Second, for people who work with 454 data:

• Case 4: “I have 454 data, my reads are not aligned, but they are equal in length”: Align them using PyNAST, because someone trimmed your reads in a meaningless way. Follow the instructions in Case 5.

• Case 5: “I have 454 data, the quality filtering I used trimmed them from random locations”: Align them using PyNAST against GreenGenes template, use o-trim-uninformative-columns-from-alignment script to remove columns of gap characters without any nucleotide information, then RE-TRIM the resulting alignment using o-smart-trim program with --from-end (if you have your forward primer intact) or --from-start (if your reverse primer intact) to a have a nicely trimmed dataset before the oligotyping / MED analysis. If you are not sure whether you are doing the right thing, send an e-mail to Meren.

• Case 6: “I have 454 data, all my reads reach to the distal primer, and I trimmed them all from the primer location”: Align your reads using PyNAST, use o-trim-uninformative-columns-from-alignment script to remove columns of gap characters without any nucleotide information, and you are ready to go.

Don’t be alarmed if you find yourself thinking of the Illumina case and still wondering “but what happens if there is a natural insertion or deletion that shifts all bases? how does oligotyping help me solve it without an alignment?”.

Here is an attempt to clarify this:

Oligotyping requires reads in a dataset to start at an evolutionarily homologous region (i.e., following a primer site), and contain equal number of characters (or end at an evolutionarily homologous region –if this part doesn’t make sense, please do not continue and read the previous answer carefully). Since the artificial insertion or deletion of bases is not a common type of error for Illumina platforms, length variation among reads do represent biological differences (assuming you haven’t used a quality-filtering approach that trims reads from arbitrary nucleotide positions to preserve high-quality parts of them). In this case oligotyping can make sense of your reads without an alignment step. Yes, even if they contain natural insertions or deletions.

Assume a dataset of two very closely related organisms that differ from each other by a single insertion at nth nucleotide position at the sequenced region. If the user performs the entropy analysis on this dataset following an alignment, there would be a single discernible entropy peak at position n, since all reads lacking the inserted base would be accommodated with a gap character at nth position. An oligotyping analysis using this position would result in two oligotypes, one of which represented by a gap character, and the other represented by the identity of the inserted base.
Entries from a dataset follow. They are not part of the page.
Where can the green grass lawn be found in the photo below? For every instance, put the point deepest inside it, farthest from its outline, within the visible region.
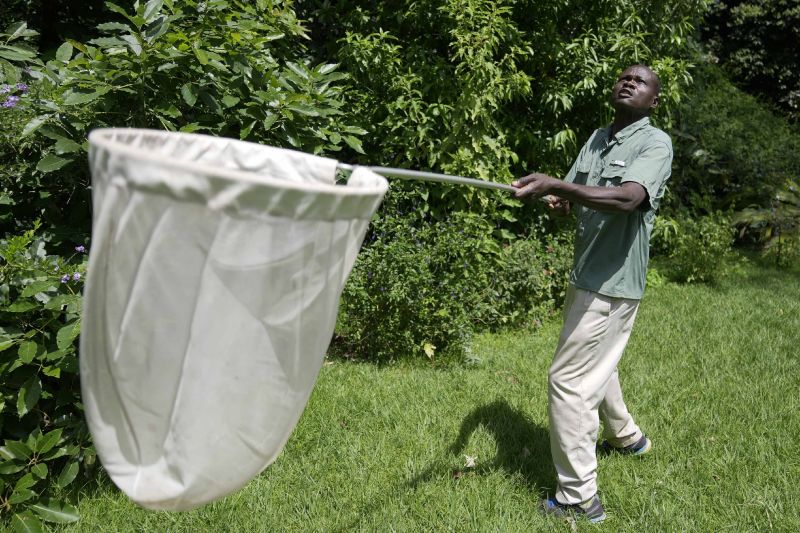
(711, 374)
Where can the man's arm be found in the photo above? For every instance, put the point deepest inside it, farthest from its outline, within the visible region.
(625, 198)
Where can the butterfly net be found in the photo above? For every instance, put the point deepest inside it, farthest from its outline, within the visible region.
(214, 279)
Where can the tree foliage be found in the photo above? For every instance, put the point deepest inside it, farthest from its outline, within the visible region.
(757, 43)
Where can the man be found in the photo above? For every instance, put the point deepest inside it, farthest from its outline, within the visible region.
(616, 182)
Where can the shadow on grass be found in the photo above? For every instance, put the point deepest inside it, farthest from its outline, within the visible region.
(522, 447)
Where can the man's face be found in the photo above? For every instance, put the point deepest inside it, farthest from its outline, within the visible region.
(636, 90)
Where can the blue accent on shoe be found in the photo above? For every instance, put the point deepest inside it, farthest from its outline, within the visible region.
(640, 447)
(592, 510)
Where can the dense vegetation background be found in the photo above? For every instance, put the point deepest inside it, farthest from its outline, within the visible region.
(485, 88)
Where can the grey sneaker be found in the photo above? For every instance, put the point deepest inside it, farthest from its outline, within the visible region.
(640, 447)
(592, 509)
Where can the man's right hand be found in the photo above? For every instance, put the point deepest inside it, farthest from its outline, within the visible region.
(557, 206)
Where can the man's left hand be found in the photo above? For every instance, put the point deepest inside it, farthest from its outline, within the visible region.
(533, 185)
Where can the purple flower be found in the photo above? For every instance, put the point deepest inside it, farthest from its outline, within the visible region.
(11, 101)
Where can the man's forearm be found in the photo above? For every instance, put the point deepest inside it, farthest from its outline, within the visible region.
(606, 199)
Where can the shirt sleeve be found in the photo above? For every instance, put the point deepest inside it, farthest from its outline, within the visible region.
(651, 169)
(573, 171)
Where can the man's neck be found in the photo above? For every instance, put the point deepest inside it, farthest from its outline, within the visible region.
(624, 119)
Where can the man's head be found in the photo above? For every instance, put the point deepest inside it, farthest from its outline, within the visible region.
(636, 90)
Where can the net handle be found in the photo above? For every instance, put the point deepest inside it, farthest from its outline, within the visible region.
(404, 173)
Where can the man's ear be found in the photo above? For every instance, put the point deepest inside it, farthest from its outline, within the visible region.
(655, 102)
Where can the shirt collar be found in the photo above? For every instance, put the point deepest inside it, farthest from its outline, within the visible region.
(628, 130)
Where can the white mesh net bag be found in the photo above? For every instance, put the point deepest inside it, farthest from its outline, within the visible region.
(214, 279)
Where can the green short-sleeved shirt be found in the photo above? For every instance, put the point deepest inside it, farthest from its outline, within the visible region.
(612, 249)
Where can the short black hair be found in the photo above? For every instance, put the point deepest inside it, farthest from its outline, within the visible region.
(655, 76)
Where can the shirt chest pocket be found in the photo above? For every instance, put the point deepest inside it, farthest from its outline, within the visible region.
(611, 176)
(582, 173)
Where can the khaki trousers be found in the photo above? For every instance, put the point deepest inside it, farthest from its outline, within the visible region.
(584, 388)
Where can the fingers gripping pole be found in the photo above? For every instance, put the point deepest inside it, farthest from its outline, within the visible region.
(403, 173)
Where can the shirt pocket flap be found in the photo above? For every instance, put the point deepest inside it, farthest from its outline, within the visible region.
(612, 175)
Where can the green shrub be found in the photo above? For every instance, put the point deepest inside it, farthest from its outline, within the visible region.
(421, 286)
(414, 286)
(45, 439)
(776, 227)
(731, 150)
(529, 282)
(696, 247)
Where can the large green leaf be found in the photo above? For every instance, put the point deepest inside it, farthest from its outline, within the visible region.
(64, 146)
(189, 94)
(151, 9)
(21, 495)
(67, 475)
(29, 394)
(27, 351)
(67, 334)
(46, 442)
(26, 523)
(21, 306)
(38, 286)
(73, 97)
(15, 53)
(12, 467)
(51, 162)
(109, 26)
(33, 125)
(39, 470)
(64, 52)
(55, 511)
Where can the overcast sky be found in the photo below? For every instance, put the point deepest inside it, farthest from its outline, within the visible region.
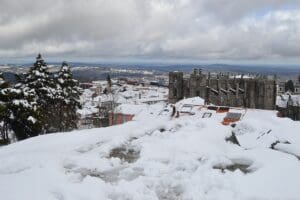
(212, 30)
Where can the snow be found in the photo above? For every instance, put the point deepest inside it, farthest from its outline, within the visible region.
(32, 119)
(159, 157)
(282, 100)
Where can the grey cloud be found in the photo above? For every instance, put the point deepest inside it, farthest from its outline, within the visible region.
(196, 29)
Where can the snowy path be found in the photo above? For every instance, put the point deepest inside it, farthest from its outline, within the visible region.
(154, 157)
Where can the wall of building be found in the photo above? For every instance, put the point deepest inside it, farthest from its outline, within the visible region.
(258, 92)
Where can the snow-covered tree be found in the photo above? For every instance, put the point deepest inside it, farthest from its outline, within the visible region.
(70, 98)
(31, 101)
(4, 125)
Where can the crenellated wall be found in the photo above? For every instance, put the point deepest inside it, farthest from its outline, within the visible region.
(219, 89)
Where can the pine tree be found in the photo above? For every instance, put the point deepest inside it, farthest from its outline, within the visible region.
(108, 79)
(31, 101)
(3, 111)
(69, 103)
(289, 86)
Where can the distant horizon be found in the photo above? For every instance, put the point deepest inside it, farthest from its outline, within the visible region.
(147, 61)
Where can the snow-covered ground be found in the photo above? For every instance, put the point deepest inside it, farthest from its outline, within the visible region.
(123, 94)
(156, 156)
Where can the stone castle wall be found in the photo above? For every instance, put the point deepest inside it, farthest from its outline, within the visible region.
(255, 92)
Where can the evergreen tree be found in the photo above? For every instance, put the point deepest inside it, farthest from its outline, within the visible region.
(108, 79)
(3, 111)
(69, 102)
(289, 86)
(31, 101)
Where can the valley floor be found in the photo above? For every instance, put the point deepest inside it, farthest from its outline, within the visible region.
(156, 156)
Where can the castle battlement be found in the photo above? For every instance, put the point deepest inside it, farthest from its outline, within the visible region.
(236, 90)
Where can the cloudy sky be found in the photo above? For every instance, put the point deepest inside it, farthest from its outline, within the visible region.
(259, 31)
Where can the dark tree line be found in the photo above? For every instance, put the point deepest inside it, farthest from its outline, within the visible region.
(41, 102)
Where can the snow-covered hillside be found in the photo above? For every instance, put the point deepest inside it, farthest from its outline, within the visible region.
(159, 157)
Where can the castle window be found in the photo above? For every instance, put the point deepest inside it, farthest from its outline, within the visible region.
(175, 92)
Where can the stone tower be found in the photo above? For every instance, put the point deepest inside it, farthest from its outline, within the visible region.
(224, 90)
(176, 91)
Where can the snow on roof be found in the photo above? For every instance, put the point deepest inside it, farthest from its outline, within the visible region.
(282, 100)
(130, 109)
(192, 101)
(156, 157)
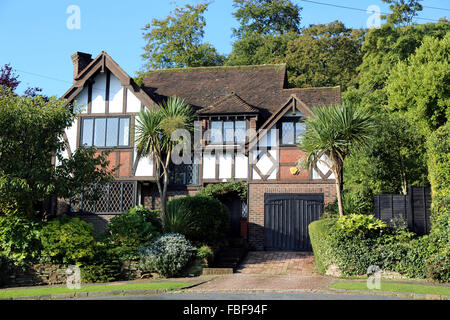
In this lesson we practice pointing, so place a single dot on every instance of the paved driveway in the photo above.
(278, 262)
(271, 270)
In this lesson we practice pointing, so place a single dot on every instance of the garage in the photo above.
(286, 220)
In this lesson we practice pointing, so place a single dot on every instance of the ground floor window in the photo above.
(116, 197)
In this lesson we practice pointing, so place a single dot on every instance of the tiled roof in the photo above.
(230, 104)
(262, 87)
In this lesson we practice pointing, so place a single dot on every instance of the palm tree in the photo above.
(335, 131)
(153, 137)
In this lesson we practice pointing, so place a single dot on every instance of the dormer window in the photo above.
(228, 132)
(105, 131)
(291, 129)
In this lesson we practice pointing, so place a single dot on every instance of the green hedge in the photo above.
(438, 152)
(355, 248)
(130, 230)
(203, 220)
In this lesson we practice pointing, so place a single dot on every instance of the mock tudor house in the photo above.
(229, 102)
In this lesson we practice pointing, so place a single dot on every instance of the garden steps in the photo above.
(231, 256)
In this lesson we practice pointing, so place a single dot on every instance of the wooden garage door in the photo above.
(286, 220)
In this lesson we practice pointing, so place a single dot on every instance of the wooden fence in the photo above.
(413, 208)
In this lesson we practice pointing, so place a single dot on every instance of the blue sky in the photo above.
(38, 44)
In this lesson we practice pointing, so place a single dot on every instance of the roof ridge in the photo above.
(181, 69)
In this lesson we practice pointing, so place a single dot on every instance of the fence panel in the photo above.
(413, 208)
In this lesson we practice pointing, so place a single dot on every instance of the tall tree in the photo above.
(382, 49)
(324, 55)
(394, 158)
(419, 88)
(403, 11)
(9, 79)
(176, 41)
(266, 17)
(32, 129)
(257, 49)
(336, 131)
(154, 137)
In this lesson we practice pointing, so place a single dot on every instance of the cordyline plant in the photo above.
(154, 131)
(335, 131)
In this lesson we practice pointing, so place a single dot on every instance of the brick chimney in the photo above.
(80, 61)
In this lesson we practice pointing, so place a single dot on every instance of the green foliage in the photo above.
(128, 231)
(201, 219)
(418, 86)
(350, 204)
(394, 249)
(324, 55)
(154, 131)
(223, 191)
(105, 267)
(206, 254)
(383, 48)
(32, 132)
(68, 240)
(266, 17)
(336, 131)
(31, 128)
(319, 235)
(394, 159)
(256, 49)
(176, 41)
(438, 147)
(360, 225)
(20, 238)
(403, 11)
(168, 255)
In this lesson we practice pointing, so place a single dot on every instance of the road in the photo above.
(245, 296)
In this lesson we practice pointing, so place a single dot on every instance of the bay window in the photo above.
(105, 131)
(291, 130)
(228, 131)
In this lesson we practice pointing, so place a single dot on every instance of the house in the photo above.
(249, 121)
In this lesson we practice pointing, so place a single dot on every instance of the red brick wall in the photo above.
(256, 203)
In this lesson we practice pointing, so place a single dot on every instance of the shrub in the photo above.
(319, 232)
(350, 204)
(167, 255)
(355, 249)
(206, 254)
(221, 191)
(68, 240)
(135, 228)
(360, 226)
(438, 152)
(105, 267)
(5, 264)
(20, 238)
(203, 220)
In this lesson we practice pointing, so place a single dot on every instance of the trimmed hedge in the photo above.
(130, 230)
(203, 220)
(68, 240)
(168, 255)
(392, 249)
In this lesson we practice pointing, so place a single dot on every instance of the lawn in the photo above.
(394, 287)
(8, 293)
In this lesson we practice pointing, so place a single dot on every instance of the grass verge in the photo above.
(393, 287)
(14, 293)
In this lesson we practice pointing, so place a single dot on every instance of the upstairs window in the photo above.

On the other hand, if the user performs the entropy analysis on this dataset without an alignment, in this case there would be multiple peaks starting at nth position, spanning the remaining bases following position n, and each entropy peak would be equal in length when they are present. An oligotyping analysis using any of those entropy peaks (or any combination of them) would result in the same two oligotypes. Following figure is the translation of this paragraph into a visual form:

Each panel in the figure demonstrates an entropy analysis and the following oligotyping analysis of the same mock dataset with or without alignment. Below the entropy analysis results arbitrary nucleotide positions n, c and r are marked. Separate oligotyping analyses using these positions and recovered oligotype identities are shown as piecharts. As you can see, regardless of the chosen entropy peak(s) for oligotyping analysis, results (meaning the representative sequences and their relative abundances) are identical for the same dataset with or without alignment.